My partner has cheated on me in the past and I forgave her after trying to work through it and understand why. But she does not seem willing to help me feel good about the relationship now. Say I won’t be able to contact her for a day and she will say her phone died and it’s not a big deal and almost makes fun of me for thinking something else is going on or she will say she feels under investigation when I just ask of her plans. Is this gaslighting? I just want her to see how things effect me and I trust her but think I’m stupid for it.
The short answer is: yes, she is gaslighting you. She might not currently be cheating on you (and she might be), but at the very least she’s inconsiderate and unremorseful. At worst, she’s intentionally trying to hurt and belittle you.
Either way, my wish for you (and for everyone) is to find someone who is capable of treating you with respect and consideration. You say that you trust her, but do you? Should you? Betrayals of trust might be an isolated incident. I believe in forgiveness and making amends. However, it doesn't sound like she is making amends. She sounds callous.

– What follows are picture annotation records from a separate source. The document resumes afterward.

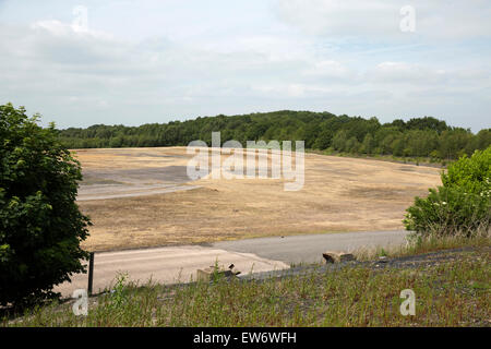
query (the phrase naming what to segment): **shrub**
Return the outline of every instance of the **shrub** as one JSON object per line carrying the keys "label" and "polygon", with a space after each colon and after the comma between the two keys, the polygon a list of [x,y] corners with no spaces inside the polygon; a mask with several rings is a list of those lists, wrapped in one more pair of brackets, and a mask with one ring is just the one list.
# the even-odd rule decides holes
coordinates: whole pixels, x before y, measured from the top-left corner
{"label": "shrub", "polygon": [[23,107],[0,106],[0,304],[59,294],[55,285],[85,272],[88,217],[75,203],[80,164]]}
{"label": "shrub", "polygon": [[491,225],[491,146],[460,157],[442,173],[443,186],[416,197],[407,212],[406,229],[417,233],[467,237],[489,231]]}

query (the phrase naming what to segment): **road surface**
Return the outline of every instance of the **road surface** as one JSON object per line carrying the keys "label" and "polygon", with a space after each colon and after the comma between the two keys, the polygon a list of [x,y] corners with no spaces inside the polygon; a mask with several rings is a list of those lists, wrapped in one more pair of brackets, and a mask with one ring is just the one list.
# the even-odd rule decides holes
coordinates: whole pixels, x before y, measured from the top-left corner
{"label": "road surface", "polygon": [[[225,267],[235,264],[242,275],[289,268],[291,264],[322,262],[326,250],[352,251],[368,246],[387,246],[405,242],[407,231],[340,232],[294,237],[259,238],[216,242],[207,245],[164,246],[95,254],[94,292],[113,285],[119,272],[145,284],[151,277],[160,284],[195,280],[196,269],[216,261]],[[63,297],[86,289],[87,275],[72,277],[55,288]]]}

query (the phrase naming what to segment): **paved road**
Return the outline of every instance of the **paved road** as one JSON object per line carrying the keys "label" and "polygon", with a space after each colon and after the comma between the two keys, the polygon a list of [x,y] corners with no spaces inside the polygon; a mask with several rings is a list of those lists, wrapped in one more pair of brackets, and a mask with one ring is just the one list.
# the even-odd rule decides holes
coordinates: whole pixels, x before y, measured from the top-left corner
{"label": "paved road", "polygon": [[[217,242],[209,245],[183,245],[95,254],[94,291],[110,287],[118,272],[128,272],[132,280],[146,282],[151,277],[161,284],[195,279],[196,269],[233,263],[242,275],[289,268],[301,262],[322,262],[326,250],[352,251],[357,248],[404,243],[406,231],[342,232],[285,238],[260,238]],[[87,287],[87,275],[75,275],[72,282],[55,288],[63,297]]]}
{"label": "paved road", "polygon": [[407,234],[405,230],[339,232],[225,241],[212,246],[299,264],[322,262],[322,253],[327,250],[351,252],[360,248],[402,244]]}

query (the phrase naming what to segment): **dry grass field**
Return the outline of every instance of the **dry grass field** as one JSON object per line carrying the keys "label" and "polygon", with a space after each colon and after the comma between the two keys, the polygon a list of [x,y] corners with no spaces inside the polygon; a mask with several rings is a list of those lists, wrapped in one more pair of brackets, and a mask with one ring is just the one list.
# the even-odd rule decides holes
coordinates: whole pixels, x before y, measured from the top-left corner
{"label": "dry grass field", "polygon": [[306,154],[304,186],[288,192],[283,179],[191,181],[185,147],[74,152],[92,251],[403,229],[414,196],[441,184],[438,168]]}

Everyone makes mistakes and obviously I have no knowledge of the circumstances under which she cheated. But based on what you said it sounds as if though she doesn’t genuinely care about nurturing the relationship and doing her part to heal the pain you felt as a result of her cheating.
You deserve someone who will treat you with kindness and respect and who never, ever belittles your emotions. Don't sell yourself short here - forgiveness doesn't mean staying in a relationship where you're treated badly. Whatever you decide to do, I wish you much luck and love.